162pp/$19.95/July 2009

Did You Grow Up With Me, Too?
Cover by Scott McKowan

Reviewed by Steven H Silver


There is also a good chance that you don't know the name "June Foray," but you've probably heard her voice hundreds of times in your life. Chances are that you've never, or only rarely, heard her speak in her normal voice.  However, if you grew up in the sixties watching The Bullwinkle Show, or the seventies with the animated Horton Hears a Who, or the eighties with Adventures of the Gummi Bears, you can answer in the affirmative the title of Foray's autobiography, Did You Grow Up With Me, Too?

This all-too-slim volume recounts Foray's work in Hollywood, voicing everything from witches (always witches), to grandmothers, to little boys, to flying squirrels, to...pretty much whatever was called for in the world of animation.  However, while animation is what Foray is best known for, she also describes the few times she appeared in front of the camera and her work looping for actresses whose lines needed to be re-recorded by other people.

Written with the help of Mark Evanier and Earl Kress, Did You Grow Up With Me, Too? is a chatty, almost stream of thought look back at Foray's days in the business.  Almost stream of thought, because despite the frequent asides, Foray has clearly planned to speak about different aspects of her career in discrete sections.

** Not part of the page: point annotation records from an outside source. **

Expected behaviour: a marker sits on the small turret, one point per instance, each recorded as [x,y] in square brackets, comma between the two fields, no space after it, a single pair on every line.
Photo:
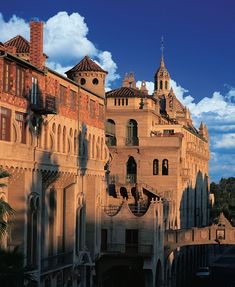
[129,81]
[89,75]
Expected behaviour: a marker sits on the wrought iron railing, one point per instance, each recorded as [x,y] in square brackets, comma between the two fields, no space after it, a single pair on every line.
[132,141]
[57,261]
[131,178]
[128,249]
[44,104]
[111,141]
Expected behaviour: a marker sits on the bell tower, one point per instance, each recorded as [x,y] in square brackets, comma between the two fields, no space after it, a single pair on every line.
[162,77]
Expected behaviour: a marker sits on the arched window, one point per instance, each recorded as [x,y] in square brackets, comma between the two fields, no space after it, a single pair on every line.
[163,105]
[110,132]
[132,133]
[155,167]
[75,142]
[58,138]
[32,230]
[131,170]
[165,167]
[79,228]
[64,139]
[51,220]
[123,192]
[93,146]
[166,85]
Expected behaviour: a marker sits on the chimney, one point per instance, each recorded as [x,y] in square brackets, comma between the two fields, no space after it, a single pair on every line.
[36,56]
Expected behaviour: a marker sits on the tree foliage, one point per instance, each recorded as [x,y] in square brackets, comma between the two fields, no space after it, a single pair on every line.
[6,211]
[224,193]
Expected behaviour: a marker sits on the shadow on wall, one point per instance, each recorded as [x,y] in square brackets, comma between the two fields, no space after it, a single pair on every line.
[83,149]
[195,203]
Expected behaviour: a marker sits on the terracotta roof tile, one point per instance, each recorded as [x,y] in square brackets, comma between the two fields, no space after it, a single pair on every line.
[86,65]
[21,44]
[126,92]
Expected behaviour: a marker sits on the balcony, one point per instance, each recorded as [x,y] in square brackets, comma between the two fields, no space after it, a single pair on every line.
[145,250]
[131,178]
[111,141]
[44,105]
[58,261]
[133,141]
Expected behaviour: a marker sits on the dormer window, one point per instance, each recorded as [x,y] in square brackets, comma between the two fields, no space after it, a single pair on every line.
[95,81]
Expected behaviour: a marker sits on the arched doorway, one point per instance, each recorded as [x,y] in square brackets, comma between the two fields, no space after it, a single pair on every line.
[131,170]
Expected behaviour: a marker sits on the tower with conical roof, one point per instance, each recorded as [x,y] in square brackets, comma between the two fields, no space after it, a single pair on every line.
[89,75]
[162,79]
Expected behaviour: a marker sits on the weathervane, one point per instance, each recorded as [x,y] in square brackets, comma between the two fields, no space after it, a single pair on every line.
[162,45]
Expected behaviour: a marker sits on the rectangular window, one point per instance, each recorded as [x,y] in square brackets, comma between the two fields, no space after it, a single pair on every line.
[34,91]
[62,95]
[20,119]
[92,108]
[168,132]
[5,124]
[101,112]
[20,81]
[6,77]
[72,100]
[131,240]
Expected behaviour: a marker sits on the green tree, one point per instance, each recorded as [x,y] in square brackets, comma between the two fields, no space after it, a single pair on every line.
[6,211]
[224,193]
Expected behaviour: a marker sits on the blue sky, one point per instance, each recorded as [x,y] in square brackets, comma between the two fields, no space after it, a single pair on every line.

To this end, when she talks about Chuck Jones, she groups almost all of her work with Warner Brothers into that chapter.  Stan Freberg and Jay Ward similarly receive chapters devoted to the work she has done with them.

And Foray does talk about the people she knows, although always in a professional manner.  Did You Grow Up With Me, Too? is not a Hollywood tell-all book, but rather a fond reminiscence of friends, lost as still around, and the way they built up today's animation industry.  Foray's fondness for Daws Butler, Freberg, Ward, Bill Scott, and others comes through with everything she says, but it does so in a way that is almost anonymous.  She discusses their generosity, their professionalism, and so forth, but she tells very little about them as individuals.  Their relationship and friendship with Foray is not examined, nor does Foray share many anecdotes, which, is fine. They are part of Foray's personal life, although it does contribute to the feeling that the volume is a little thin.

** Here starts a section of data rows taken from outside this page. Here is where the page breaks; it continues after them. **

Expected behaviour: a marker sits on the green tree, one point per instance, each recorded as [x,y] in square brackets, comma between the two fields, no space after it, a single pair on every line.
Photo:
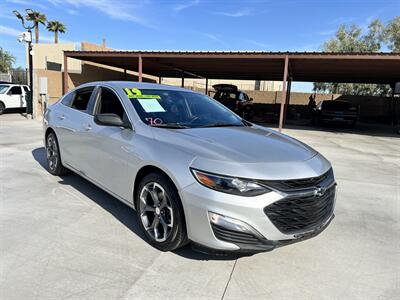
[392,35]
[350,39]
[6,61]
[56,27]
[37,18]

It isn't just that Foray doesn't tell stories out of class about her co-workers.  She also doesn't reveal a lot about herself once she gets past her childhood and into her professional life.  Foray depicts herself as humble, but aware of her competencies.  She is awed by many of the people she works with, acknowledging their genius in the field and noting how thrilled she was to work with them all.  Even while praising the generosity of her friends, Foray shows her own generosity of spirit, whether it was her efforts to get a Lifetime Achievement Academy Award for Chuck Jones, her work in establishing the Annie Awards, or her long years of service on the Board of Governors of the Academy of Motion Picture Arts and Sciences.

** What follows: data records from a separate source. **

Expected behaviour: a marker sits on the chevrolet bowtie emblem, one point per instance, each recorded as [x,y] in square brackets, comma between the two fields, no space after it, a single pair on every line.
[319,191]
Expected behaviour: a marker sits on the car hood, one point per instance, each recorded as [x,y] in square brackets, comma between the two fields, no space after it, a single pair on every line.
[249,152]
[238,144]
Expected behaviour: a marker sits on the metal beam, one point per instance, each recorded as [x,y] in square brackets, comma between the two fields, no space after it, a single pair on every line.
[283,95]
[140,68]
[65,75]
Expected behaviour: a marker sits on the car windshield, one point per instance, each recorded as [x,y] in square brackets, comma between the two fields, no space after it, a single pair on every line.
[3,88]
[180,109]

Even if it is light on specifics, Did You Grow Up With Me, Too? is a fun, entertaining book.  Perhaps its biggest weakness has nothing to do with what Foray elected to include, but rather what the medium itself couldn't include.  Fortunately, the proliferation of DVDs means that when Foray discusses her vocal appearance in "Broomstick Bunny" or Mulan, it is relatively easy to put the book down for a few moments to insert the appropriate DVD and watch, and more importantly, listen to this talented and versatile actress.